Like much of the Caribbean, it’s a wild mix of cultures. Over the years, it’s been ruled by the Spanish, French, British and Dutch. Today, the average islander speaks an incredible four languages—Dutch, English, Spanish and Papiamentu, their own Creole mix.
Divide your time between the capital city, Willemstad, and the idyllic beaches one hour away on Curacao’s west end. Dutch investor and philanthropist, Jacob Gelt Dekker, has made it easy to do that with his two hotels, each named Kura Hulanda. Willemstad’s Kura Hulanda Village is made up of historic homes restored to original splendor, connected via cobblestone paths. The hotel complex is part of a UNESCO World Heritage Site, sitting on what was once the Caribbean’s largest slave market. An incredible on-site museum explains the history of the site and houses Dekker’s own collection of African art and artifacts.
Curacao has plenty of sights to see beyond the beaches, including the Western Hemisphere’s oldest Jewish synagogue. Book a guided tour of Willemstad through the Curacao Tourism Board to get a full understanding of the island’s rich history.

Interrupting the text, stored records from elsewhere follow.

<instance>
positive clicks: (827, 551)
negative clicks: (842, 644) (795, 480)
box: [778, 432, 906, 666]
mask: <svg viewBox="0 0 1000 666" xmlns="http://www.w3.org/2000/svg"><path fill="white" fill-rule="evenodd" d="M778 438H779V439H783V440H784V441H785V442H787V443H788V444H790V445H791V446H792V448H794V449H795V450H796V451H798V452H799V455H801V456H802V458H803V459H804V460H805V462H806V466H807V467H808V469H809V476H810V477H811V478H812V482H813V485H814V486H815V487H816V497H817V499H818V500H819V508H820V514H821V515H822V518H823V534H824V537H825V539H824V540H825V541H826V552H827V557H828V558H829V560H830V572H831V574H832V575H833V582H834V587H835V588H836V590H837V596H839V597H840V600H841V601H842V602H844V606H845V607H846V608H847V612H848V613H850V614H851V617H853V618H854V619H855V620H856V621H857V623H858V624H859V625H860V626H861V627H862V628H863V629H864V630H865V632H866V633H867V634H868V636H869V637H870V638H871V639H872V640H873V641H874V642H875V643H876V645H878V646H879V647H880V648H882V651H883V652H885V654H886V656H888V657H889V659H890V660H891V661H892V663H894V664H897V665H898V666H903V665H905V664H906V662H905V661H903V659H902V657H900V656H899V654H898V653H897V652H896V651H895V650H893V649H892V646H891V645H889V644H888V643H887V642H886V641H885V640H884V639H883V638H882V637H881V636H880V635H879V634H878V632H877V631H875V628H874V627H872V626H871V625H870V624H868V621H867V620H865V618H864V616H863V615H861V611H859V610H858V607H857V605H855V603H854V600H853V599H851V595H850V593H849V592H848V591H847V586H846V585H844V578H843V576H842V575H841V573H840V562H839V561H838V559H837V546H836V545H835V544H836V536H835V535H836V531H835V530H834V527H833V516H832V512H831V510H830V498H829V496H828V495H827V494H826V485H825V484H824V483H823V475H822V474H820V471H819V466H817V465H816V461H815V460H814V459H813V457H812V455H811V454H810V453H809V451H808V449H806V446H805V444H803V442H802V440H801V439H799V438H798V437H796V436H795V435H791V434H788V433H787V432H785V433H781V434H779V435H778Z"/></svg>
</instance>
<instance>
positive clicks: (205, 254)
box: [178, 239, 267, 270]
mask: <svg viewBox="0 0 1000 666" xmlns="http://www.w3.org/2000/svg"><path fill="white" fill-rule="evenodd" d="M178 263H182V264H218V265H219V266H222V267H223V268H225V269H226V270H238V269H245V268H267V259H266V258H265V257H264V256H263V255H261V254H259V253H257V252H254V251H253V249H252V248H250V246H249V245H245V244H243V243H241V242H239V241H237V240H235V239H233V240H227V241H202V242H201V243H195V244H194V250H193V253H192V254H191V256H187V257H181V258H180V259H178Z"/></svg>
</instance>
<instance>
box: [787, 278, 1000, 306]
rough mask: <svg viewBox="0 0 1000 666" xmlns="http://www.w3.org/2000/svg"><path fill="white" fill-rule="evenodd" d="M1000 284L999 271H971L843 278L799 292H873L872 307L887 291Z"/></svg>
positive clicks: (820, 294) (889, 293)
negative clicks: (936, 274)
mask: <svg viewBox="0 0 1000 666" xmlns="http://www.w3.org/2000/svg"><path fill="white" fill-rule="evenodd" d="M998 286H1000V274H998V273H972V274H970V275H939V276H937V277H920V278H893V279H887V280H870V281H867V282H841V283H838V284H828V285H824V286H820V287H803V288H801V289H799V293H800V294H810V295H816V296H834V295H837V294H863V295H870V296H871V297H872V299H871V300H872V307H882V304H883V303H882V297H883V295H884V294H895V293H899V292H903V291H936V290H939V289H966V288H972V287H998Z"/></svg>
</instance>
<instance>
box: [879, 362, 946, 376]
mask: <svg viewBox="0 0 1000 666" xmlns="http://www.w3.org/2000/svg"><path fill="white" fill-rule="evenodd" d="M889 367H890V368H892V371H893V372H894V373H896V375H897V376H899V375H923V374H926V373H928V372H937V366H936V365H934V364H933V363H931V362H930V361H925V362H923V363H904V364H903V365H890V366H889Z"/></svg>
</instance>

When it’s time to eat like a local, order up a lunch of goat stew and plantains at the Old Market, behind the Willemstad Post Office, next to the outdoor fish and produce market. Need a perfect spot for a romantic sunset dinner or drink? Head to Saint Tropez, an oceanfront restaurant in the uber-hip, yet incredibly welcoming, Pietermaai entertainment district, a pleasant 10-15-minute walk from Kura Hulanda Village.
A complimentary one-hour shuttle takes guests from Willemstad’s Kura Hulanda Village past the island’s arid landscape to the postcard-perfect beaches on Curacao’s west end. Once you arrive at the Kura Hulanda Lodge & Beach Club, you’ll find your desert oasis—a turquoise blue ocean, luxurious pool surrounded by palm frond huts, and an on-site dive center. Daily two-and-a-half-hour snorkel trips with Go West Diving cost $30 for the first person and are half-price for the second when you bring your own equipment.